At the most recent American Society of Diagnostic and Interventional Nephrology (ASDIN) annual scientific meeting (23–25 February 2024, New Orleans, USA), Gerald Beathard (University of Texas Medical Branch, Galveston, USA) closed out the first session with a presentation titled Inflow enigma—Balloon or Bowtie?
“We diagnosed cases with what we refer to as outflow stenosis,” Beathard began, “however this is actually an imbalance between the inflow and outflow.” The total outflow capacity of an access, he states, is inadequate to handle the inflow volume. This relative inadequacy of the access outflow capacity in comparison to inflow blood volume results in “increased outflow resistance and a proportional increase in intraluminal pressure”.
The point at which this occurs, however, depends on two variables, according to Beathard. “These two variables are the inflow blood flow—or Qa—and the outflow luminal diameter,” Each of these can vary considerably, he stated. “There’s a reciprocal relationship between the percent reduction in outflow luminal diameter and Qa.” This means that, as Beathard framed it, a 15% reduction in luminal diameter with a Qa of 4,000 mL/min, can cause a development of a mega-fistula and hyper pulsatility, whereas if you only have a Qa of 800 mL/min, you may have to have a 60–70% reduction in outflow luminal diameter in order to generate the same clinical picture.
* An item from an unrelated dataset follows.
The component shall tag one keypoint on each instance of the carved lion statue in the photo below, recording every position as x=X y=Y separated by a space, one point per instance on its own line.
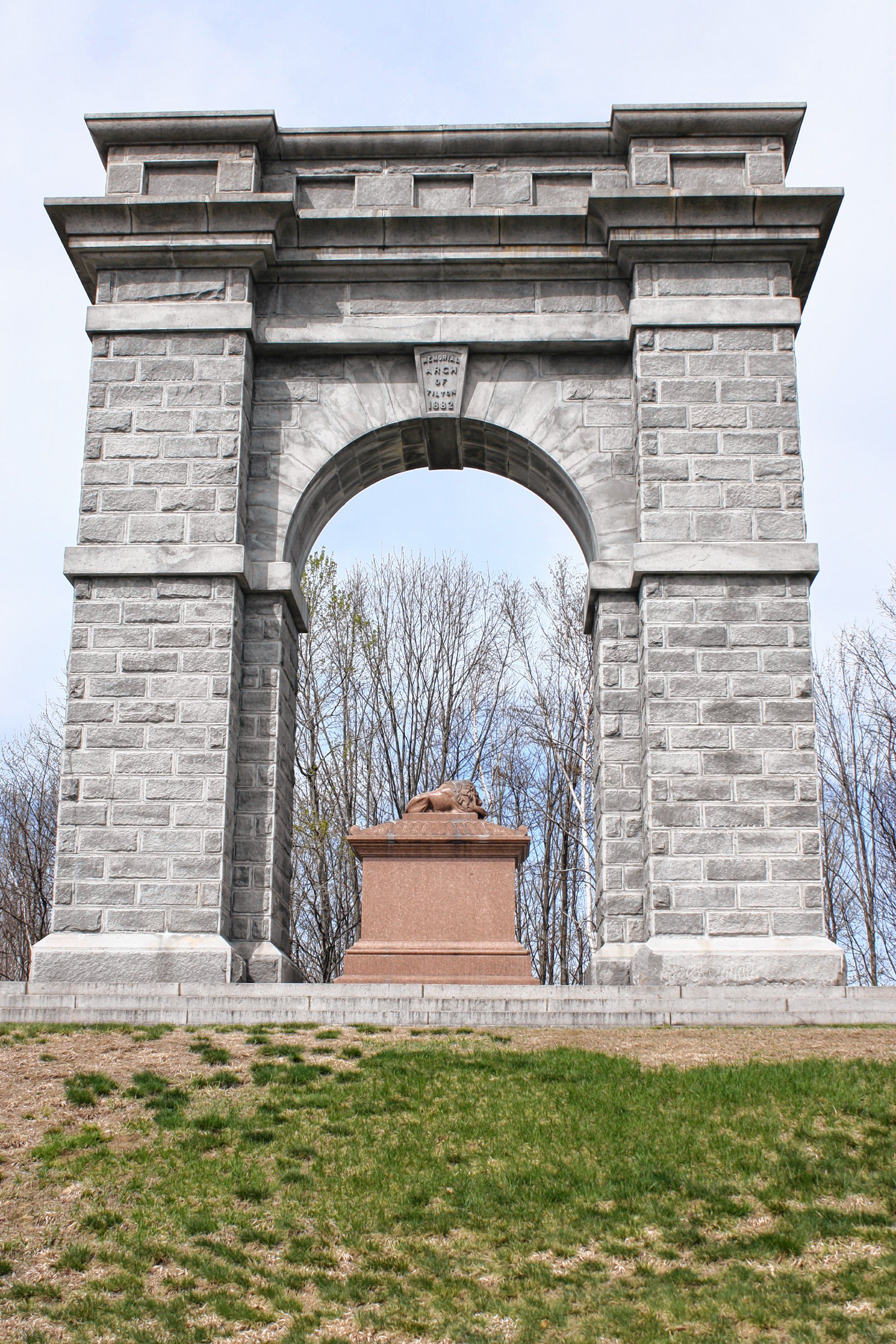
x=454 y=797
The adverse effects of high access blood flow, he stated, can include eccentric ventricular hypertrophy, dilatation of heart chambers, and pulmonary hypertension. It can also cause “haemodialysis dialysis access related distal ischaemia (HAIDI), aneurysmal dilatation of the AV [arteriovenous] access, and also decrease dialysis clearance efficiency because of an increase incardiopulmonary recirculation.”

Continuing the presentation, Beathard moved on to examine studies that have explored this topic. “Most studies that have dealt with excessive flow and flow reduction have waited until the patient is having serious problems—such as heart failure—before he is treated.” He, however, feels that the basic principle of medicine is to treat things before the disease happens, taking a “prophylactic approach,” which he stated is “something that we should consider in these cases”.
With that in mind, Beathard stated that he thinks that it is “critically important” that access flow measurement be a part of the evaluation of all these cases, prior to planning treatment, and then, using this information, a bimodal approach be taken; angioplasty for cases with a low or normal Qa, and flow reduction as primary treatment for cases with an elevated Qa.
In order to better manage the issues that arise from high access blood flow, Beathard, along with colleagues from various centres, have developed an algorithm that will help to simplify the decision process of which modality to use when managing this issue in AV access. “We developed [this algorithm],” he stated, “so that if you take major flow, access flow that it is in the 800 and 1500 mL/min range, management should be individualised based upon individual patients, comorbidities and situation. If it’s 800 mL/min or less, then [use] angioplasty.” If that is successful, he adds, blood flow after angioplasty should be measured to see if flow reduction is needed as a secondary procedure. This algorithm, which he presented at the 2024 ASDIN annual scientific meeting, is pending publication in the Journal of Vascular Access.